By Adewale Sanyaolu and Bolaji Okunola

The Federal Competition and Consumer Protection Commission (FCCPC), yesterday barred all financial technology companies (Fintechs) to stop providing payment or transaction services to digital money lenders under its investigation.

Some of the FinTechs barred from offering such services included; Flutterwave, Opay, Paystack and Monify.

Chief Executive Officer and Executive Vice Chairman of the commission, Mr.Babatunde Irukera, handed down the warning to Fintechs during an enforcement raid on some of the digital money lenders in Lagos yesterday

Irukera added that the commission would not hesitate to wield the big stick against Fintechs that make their operating payment systems and providing services to such digital lenders under its investigation or operating without applicable regulatory approvals

This was even as he said the commission has also directed telecommunication and technology companies which include Mobile Network Operators (MNOs) to stop providing server, hosting or other key services such as connectivity to such disclosed or known lenders.
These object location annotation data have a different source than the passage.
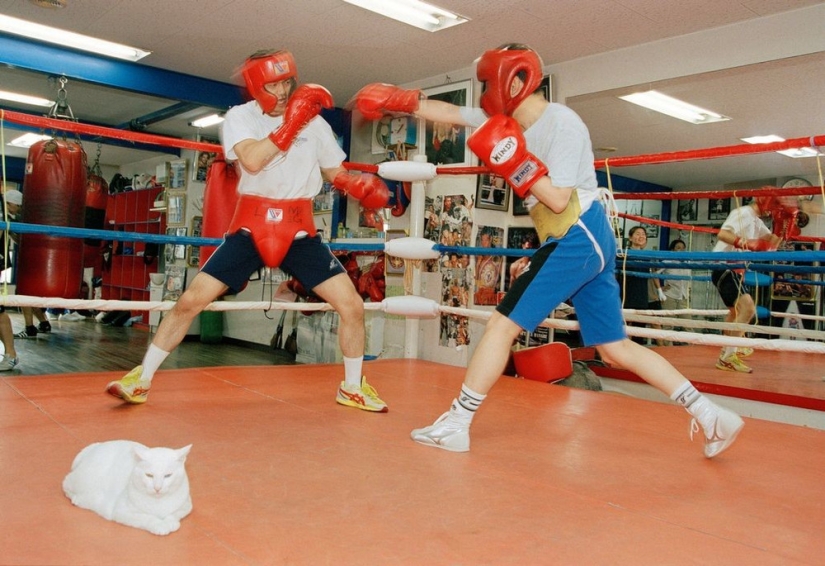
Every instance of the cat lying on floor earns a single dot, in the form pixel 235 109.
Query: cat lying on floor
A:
pixel 127 482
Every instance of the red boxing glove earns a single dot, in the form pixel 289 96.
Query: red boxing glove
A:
pixel 755 245
pixel 369 189
pixel 784 223
pixel 377 99
pixel 500 144
pixel 304 105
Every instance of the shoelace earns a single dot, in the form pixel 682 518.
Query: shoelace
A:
pixel 694 428
pixel 368 390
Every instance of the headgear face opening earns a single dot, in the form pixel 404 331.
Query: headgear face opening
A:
pixel 770 204
pixel 269 67
pixel 496 70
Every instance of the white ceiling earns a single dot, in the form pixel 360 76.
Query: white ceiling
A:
pixel 344 47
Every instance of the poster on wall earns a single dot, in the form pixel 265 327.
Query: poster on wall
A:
pixel 446 144
pixel 455 292
pixel 488 268
pixel 519 237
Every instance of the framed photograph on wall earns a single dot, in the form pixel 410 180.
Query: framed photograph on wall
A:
pixel 446 144
pixel 177 174
pixel 492 193
pixel 718 209
pixel 687 210
pixel 175 208
pixel 204 159
pixel 390 132
pixel 653 229
pixel 193 253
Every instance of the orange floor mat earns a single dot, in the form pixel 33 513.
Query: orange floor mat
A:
pixel 281 474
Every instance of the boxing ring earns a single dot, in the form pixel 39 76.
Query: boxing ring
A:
pixel 280 474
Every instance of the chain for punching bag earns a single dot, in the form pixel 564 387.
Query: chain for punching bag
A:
pixel 54 189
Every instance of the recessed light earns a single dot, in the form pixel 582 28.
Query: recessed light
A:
pixel 655 100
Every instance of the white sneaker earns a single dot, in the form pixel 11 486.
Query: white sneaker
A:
pixel 446 432
pixel 7 363
pixel 726 427
pixel 72 317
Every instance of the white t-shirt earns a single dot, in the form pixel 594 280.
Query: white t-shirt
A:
pixel 561 140
pixel 745 223
pixel 294 174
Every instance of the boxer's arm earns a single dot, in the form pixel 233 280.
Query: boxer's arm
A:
pixel 253 155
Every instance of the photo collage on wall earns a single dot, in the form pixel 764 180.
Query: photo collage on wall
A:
pixel 448 221
pixel 488 268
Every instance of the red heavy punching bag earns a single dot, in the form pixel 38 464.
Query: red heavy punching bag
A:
pixel 97 195
pixel 220 195
pixel 55 195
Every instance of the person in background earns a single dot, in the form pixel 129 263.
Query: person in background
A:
pixel 744 230
pixel 284 151
pixel 641 293
pixel 677 291
pixel 544 151
pixel 13 200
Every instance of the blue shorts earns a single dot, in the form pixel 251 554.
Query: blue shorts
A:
pixel 580 268
pixel 308 260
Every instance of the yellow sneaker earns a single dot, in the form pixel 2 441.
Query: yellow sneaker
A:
pixel 131 388
pixel 364 397
pixel 732 363
pixel 744 352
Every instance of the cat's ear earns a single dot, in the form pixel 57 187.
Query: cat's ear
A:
pixel 183 452
pixel 142 452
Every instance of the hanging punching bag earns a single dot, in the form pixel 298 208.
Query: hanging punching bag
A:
pixel 220 195
pixel 54 190
pixel 97 195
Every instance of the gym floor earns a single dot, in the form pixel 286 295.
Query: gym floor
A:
pixel 281 474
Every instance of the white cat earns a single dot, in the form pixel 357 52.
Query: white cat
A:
pixel 127 482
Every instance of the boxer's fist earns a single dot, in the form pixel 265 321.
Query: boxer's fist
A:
pixel 304 105
pixel 784 223
pixel 377 99
pixel 500 144
pixel 755 245
pixel 369 189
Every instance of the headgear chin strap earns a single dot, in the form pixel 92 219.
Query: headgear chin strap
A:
pixel 497 68
pixel 270 67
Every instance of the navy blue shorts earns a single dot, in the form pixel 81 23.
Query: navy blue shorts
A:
pixel 579 267
pixel 730 286
pixel 308 260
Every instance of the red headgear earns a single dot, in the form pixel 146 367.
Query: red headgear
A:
pixel 776 203
pixel 269 67
pixel 496 70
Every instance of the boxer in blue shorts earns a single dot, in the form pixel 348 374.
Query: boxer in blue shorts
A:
pixel 544 152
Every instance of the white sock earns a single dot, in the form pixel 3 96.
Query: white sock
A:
pixel 151 361
pixel 699 406
pixel 464 407
pixel 352 371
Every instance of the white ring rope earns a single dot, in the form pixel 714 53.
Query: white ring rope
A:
pixel 419 307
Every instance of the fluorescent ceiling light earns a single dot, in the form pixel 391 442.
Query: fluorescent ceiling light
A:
pixel 674 107
pixel 771 138
pixel 28 140
pixel 25 99
pixel 800 152
pixel 413 12
pixel 796 153
pixel 69 39
pixel 207 121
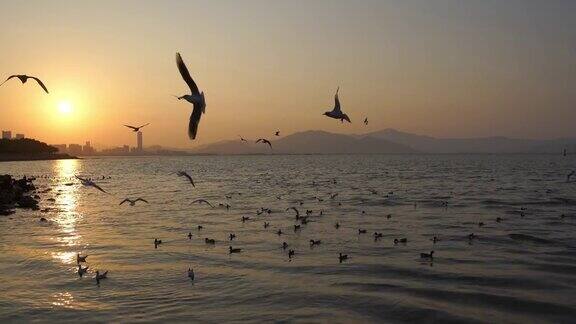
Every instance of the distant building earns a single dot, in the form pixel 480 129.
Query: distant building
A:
pixel 61 147
pixel 87 149
pixel 75 149
pixel 139 147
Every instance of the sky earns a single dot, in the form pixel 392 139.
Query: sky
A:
pixel 445 68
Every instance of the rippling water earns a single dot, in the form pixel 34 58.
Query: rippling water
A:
pixel 522 269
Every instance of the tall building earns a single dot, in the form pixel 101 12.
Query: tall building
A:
pixel 87 149
pixel 75 149
pixel 139 147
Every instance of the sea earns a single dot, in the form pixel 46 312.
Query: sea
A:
pixel 505 248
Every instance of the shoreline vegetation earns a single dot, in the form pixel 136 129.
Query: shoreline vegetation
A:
pixel 17 193
pixel 27 149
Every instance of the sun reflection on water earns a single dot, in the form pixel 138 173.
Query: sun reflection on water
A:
pixel 66 201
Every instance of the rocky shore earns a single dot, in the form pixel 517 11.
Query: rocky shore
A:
pixel 17 193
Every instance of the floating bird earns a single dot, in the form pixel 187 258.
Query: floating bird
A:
pixel 89 183
pixel 80 258
pixel 196 98
pixel 82 271
pixel 133 202
pixel 135 129
pixel 296 210
pixel 185 174
pixel 100 276
pixel 336 112
pixel 202 201
pixel 427 255
pixel 23 78
pixel 264 141
pixel 234 250
pixel 402 240
pixel 315 242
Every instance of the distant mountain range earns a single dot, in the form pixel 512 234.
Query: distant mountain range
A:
pixel 386 141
According to him, the Federal High Court empowers the commission to search and seize properties from premises of targets and subjects of investigation.

According to him, the nod by the Court compelled the commission to enforce the law against a company, widely known as Soko Lending Ltd.

“The information available to the commission demonstrates that Soko Lending appears to be the most consequential digital money lender with multiple apps and brand names.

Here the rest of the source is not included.